Atif Mian Blames Govt for The Failing Economy

Pakistan’s economy is a mess because of a ‘broken economy decision-making system’ where those in charge have repeatedly failed to recognize the requirements of a coherent growth strategy for the country.

Pakistani-American economist and former member of Pakistan’s Economic Advisory Council (EAC), Atif Mian, believes that “the national economy is not in a good place – per capita income has not risen in 3 years, [and] even over the last 20 years, income per capita has grown at a paltry 1.9%”.

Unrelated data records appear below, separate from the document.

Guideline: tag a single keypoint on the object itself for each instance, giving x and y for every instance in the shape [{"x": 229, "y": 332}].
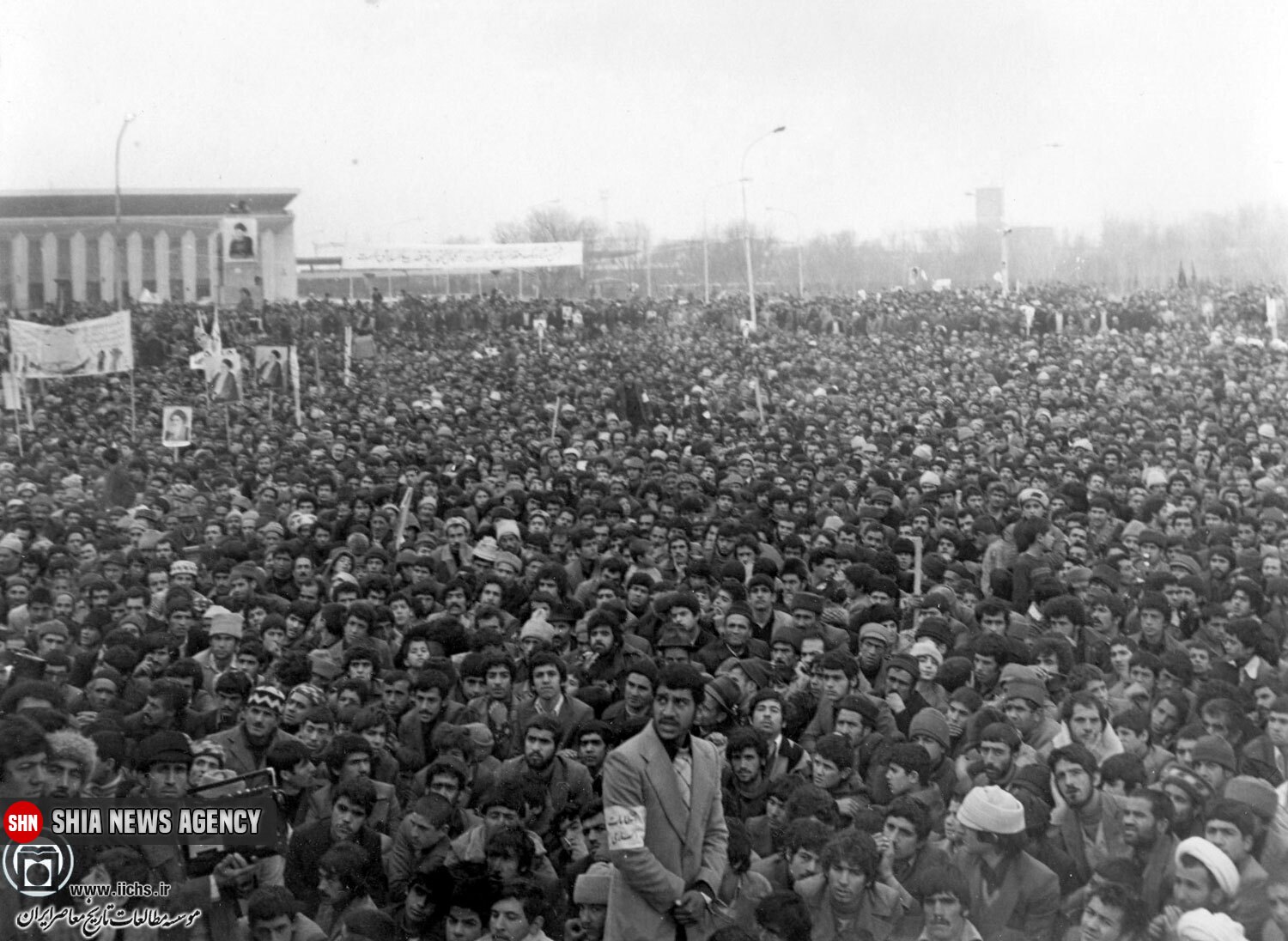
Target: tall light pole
[
  {"x": 800, "y": 260},
  {"x": 706, "y": 257},
  {"x": 116, "y": 231},
  {"x": 746, "y": 224}
]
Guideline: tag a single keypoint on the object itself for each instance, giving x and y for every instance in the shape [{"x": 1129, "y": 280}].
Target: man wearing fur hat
[
  {"x": 246, "y": 744},
  {"x": 590, "y": 896},
  {"x": 70, "y": 762}
]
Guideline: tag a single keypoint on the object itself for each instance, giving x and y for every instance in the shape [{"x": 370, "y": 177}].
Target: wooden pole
[{"x": 134, "y": 424}]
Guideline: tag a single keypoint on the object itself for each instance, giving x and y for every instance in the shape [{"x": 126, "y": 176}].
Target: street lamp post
[
  {"x": 746, "y": 224},
  {"x": 706, "y": 257},
  {"x": 116, "y": 231},
  {"x": 800, "y": 260}
]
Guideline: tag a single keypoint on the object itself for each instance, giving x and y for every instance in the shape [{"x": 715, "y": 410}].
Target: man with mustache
[
  {"x": 945, "y": 907},
  {"x": 1148, "y": 830},
  {"x": 666, "y": 830},
  {"x": 1092, "y": 830}
]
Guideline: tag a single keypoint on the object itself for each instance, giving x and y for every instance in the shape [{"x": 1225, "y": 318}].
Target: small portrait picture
[
  {"x": 270, "y": 367},
  {"x": 226, "y": 381},
  {"x": 177, "y": 427},
  {"x": 240, "y": 237}
]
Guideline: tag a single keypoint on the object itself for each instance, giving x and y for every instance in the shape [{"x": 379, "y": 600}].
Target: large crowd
[{"x": 921, "y": 616}]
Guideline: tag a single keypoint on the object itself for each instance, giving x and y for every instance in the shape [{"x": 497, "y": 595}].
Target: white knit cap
[
  {"x": 927, "y": 647},
  {"x": 1200, "y": 925},
  {"x": 1215, "y": 860},
  {"x": 991, "y": 810}
]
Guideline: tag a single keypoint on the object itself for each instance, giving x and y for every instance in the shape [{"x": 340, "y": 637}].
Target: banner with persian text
[
  {"x": 448, "y": 258},
  {"x": 84, "y": 348}
]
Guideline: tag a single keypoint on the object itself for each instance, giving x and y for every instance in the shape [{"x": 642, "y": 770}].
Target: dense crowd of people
[{"x": 917, "y": 616}]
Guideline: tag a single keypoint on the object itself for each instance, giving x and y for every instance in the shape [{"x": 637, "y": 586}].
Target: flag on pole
[
  {"x": 348, "y": 357},
  {"x": 404, "y": 513},
  {"x": 294, "y": 365}
]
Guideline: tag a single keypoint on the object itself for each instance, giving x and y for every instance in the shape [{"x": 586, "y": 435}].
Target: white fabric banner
[
  {"x": 447, "y": 258},
  {"x": 84, "y": 348}
]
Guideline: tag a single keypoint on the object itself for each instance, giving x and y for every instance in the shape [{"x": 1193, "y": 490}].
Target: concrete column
[
  {"x": 161, "y": 249},
  {"x": 267, "y": 263},
  {"x": 213, "y": 263},
  {"x": 188, "y": 259},
  {"x": 77, "y": 252},
  {"x": 21, "y": 288},
  {"x": 49, "y": 265},
  {"x": 283, "y": 250},
  {"x": 134, "y": 263},
  {"x": 107, "y": 267}
]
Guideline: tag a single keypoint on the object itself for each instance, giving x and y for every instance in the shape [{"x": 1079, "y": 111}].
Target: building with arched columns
[{"x": 66, "y": 244}]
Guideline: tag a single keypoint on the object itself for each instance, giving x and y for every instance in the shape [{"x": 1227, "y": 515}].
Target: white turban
[
  {"x": 1202, "y": 925},
  {"x": 1215, "y": 860}
]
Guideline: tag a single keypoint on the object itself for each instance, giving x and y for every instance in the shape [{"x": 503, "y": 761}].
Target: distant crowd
[{"x": 911, "y": 616}]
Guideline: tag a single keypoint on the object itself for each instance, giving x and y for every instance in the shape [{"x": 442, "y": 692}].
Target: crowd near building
[{"x": 933, "y": 616}]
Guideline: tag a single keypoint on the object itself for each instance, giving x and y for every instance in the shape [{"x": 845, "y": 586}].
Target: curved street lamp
[
  {"x": 746, "y": 224},
  {"x": 116, "y": 231}
]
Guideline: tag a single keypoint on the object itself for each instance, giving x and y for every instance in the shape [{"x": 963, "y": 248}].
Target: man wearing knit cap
[
  {"x": 929, "y": 729},
  {"x": 246, "y": 743},
  {"x": 765, "y": 619},
  {"x": 734, "y": 640},
  {"x": 875, "y": 642},
  {"x": 808, "y": 614},
  {"x": 1213, "y": 761},
  {"x": 899, "y": 685},
  {"x": 999, "y": 756},
  {"x": 70, "y": 762},
  {"x": 226, "y": 632},
  {"x": 162, "y": 760},
  {"x": 535, "y": 631},
  {"x": 1024, "y": 709},
  {"x": 590, "y": 896},
  {"x": 1014, "y": 897}
]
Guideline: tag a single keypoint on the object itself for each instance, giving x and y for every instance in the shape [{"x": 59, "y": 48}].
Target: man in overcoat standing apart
[{"x": 666, "y": 829}]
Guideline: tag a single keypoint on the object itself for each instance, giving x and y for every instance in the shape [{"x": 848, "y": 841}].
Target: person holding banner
[
  {"x": 177, "y": 427},
  {"x": 224, "y": 386}
]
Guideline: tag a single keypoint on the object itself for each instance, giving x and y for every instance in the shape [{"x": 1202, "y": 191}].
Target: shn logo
[{"x": 40, "y": 868}]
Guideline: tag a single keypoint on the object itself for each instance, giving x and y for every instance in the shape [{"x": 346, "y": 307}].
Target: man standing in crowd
[{"x": 666, "y": 830}]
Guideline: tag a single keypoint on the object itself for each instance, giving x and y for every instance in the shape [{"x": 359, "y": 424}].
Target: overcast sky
[{"x": 414, "y": 121}]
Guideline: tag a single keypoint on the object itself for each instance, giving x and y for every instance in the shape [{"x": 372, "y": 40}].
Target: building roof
[{"x": 100, "y": 203}]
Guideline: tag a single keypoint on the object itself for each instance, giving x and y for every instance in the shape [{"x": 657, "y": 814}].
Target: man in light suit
[{"x": 666, "y": 830}]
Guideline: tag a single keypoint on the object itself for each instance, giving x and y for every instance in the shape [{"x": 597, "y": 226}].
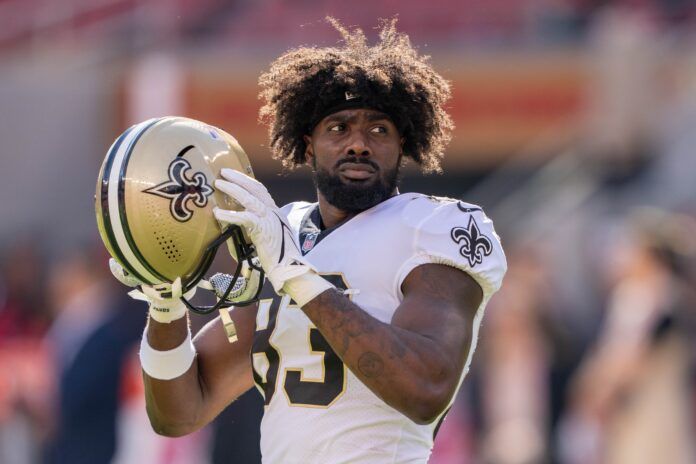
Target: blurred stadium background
[{"x": 576, "y": 130}]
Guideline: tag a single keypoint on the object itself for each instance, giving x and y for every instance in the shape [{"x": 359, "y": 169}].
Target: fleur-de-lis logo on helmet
[
  {"x": 475, "y": 245},
  {"x": 183, "y": 188}
]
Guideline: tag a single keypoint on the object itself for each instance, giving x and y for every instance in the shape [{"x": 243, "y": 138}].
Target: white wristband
[
  {"x": 170, "y": 364},
  {"x": 306, "y": 287}
]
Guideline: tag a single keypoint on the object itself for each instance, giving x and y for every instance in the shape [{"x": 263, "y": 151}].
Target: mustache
[{"x": 356, "y": 160}]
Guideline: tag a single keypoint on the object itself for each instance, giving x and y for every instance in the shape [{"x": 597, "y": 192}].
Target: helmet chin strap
[{"x": 228, "y": 288}]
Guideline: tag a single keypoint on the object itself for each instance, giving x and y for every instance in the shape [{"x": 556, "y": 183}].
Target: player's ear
[{"x": 309, "y": 150}]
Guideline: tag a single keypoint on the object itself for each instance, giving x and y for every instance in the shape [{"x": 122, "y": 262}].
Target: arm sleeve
[{"x": 460, "y": 235}]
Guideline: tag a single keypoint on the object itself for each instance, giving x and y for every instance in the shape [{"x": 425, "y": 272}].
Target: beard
[{"x": 355, "y": 197}]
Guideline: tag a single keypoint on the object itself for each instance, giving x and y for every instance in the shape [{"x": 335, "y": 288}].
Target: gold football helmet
[{"x": 155, "y": 200}]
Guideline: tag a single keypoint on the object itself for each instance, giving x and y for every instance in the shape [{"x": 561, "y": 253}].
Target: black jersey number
[{"x": 299, "y": 391}]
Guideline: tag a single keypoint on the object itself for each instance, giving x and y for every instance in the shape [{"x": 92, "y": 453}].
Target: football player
[{"x": 379, "y": 294}]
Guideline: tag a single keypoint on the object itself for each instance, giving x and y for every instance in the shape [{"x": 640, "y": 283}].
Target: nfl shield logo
[{"x": 309, "y": 241}]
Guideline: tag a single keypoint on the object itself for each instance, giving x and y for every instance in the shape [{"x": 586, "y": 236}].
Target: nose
[{"x": 357, "y": 145}]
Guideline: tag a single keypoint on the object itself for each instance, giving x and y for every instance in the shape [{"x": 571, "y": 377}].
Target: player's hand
[
  {"x": 164, "y": 300},
  {"x": 275, "y": 243}
]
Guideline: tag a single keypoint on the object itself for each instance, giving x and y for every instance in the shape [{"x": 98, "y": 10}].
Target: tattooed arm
[{"x": 414, "y": 363}]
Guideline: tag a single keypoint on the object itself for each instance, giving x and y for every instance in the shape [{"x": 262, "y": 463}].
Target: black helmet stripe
[
  {"x": 114, "y": 181},
  {"x": 122, "y": 205},
  {"x": 104, "y": 199}
]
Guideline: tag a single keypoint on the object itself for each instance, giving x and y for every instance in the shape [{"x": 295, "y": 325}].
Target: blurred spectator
[
  {"x": 25, "y": 374},
  {"x": 514, "y": 366},
  {"x": 96, "y": 326},
  {"x": 633, "y": 397}
]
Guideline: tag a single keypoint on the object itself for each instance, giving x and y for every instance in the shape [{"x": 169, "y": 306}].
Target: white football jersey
[{"x": 316, "y": 410}]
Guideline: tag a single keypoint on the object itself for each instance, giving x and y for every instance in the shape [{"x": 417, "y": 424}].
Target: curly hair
[{"x": 302, "y": 84}]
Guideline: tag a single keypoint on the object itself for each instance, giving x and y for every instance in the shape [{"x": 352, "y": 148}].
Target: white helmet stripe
[{"x": 114, "y": 216}]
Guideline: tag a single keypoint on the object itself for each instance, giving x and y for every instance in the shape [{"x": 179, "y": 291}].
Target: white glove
[
  {"x": 275, "y": 243},
  {"x": 164, "y": 300}
]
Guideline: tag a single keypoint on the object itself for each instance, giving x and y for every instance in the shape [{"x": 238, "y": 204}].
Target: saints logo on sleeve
[{"x": 474, "y": 245}]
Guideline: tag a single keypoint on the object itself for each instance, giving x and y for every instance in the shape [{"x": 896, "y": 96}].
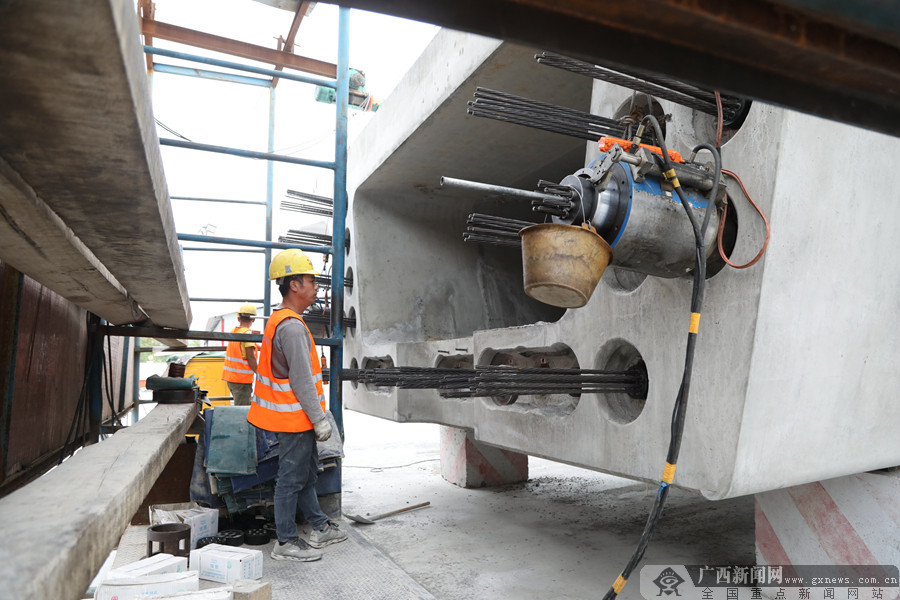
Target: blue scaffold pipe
[
  {"x": 212, "y": 75},
  {"x": 329, "y": 83}
]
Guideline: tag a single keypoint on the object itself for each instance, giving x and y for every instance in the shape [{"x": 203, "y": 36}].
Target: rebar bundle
[
  {"x": 325, "y": 281},
  {"x": 295, "y": 236},
  {"x": 499, "y": 381},
  {"x": 649, "y": 83},
  {"x": 308, "y": 203},
  {"x": 323, "y": 317},
  {"x": 541, "y": 115},
  {"x": 497, "y": 231},
  {"x": 559, "y": 206}
]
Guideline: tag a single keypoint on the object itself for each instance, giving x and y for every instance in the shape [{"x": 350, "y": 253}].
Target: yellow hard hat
[
  {"x": 290, "y": 262},
  {"x": 247, "y": 309}
]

Explaining his perspective on Twitter, Mian stated that the core problem impeding economic progression is the “fundamental imbalance between its anemic supply (domestic productive capacity) and the exaggerated external demand by its rentier economy”.

He highlighted that the fundamental issue revolves around the country’s “broken economic decision-making system,” and those in charge of it have repeatedly failed to recognize the requirements of a coherent growth strategy for Pakistan.

Citing pertinent examples, the Princeton University-based economist blamed the state’s “30-year flawed energy policy that relied on imported fuels and guaranteed $-returns for producers, while the power output was largely [being] used for domestic consumption”.

He termed the country’s electricity payback ‘a failure by design’, and declared that the circular debt “is nothing more than a manifestation of the fact that Pakistan adopted an unsustainable energy policy”. The same is true for other dollar-funded infrastructure projects, he added.

The economist also questioned the current regime’s growth purpose behind the policy for the opening of capital accounts “to actively encourage ex-pat Pakistanis to buy real estate in Pakistan,” and reasoned that Pakistan already has an out-of-sync housing market with a very high urban land value to income ratio.

He discouraged the use of external account inflows for real estate investments because “it makes the country more expensive to live in without providing any productivity advantage. [It also] builds speculative foreign liabilities that will further destabilize future bop position”.

Mian highlighted the government’s other more questionable policies, including a “regressive taxation system”, the implementation of the International Monetary Fund’s (IMF) conditions, and rent-seeking industrial structures, and emphasized that “Pakistan lacks a coherent macro growth strategy and one that can be followed up by a competent institutional structure”.

He also stressed the need for Pakistan to have a “functioning nervous system” in order for the economy to grow and, with effect, survive.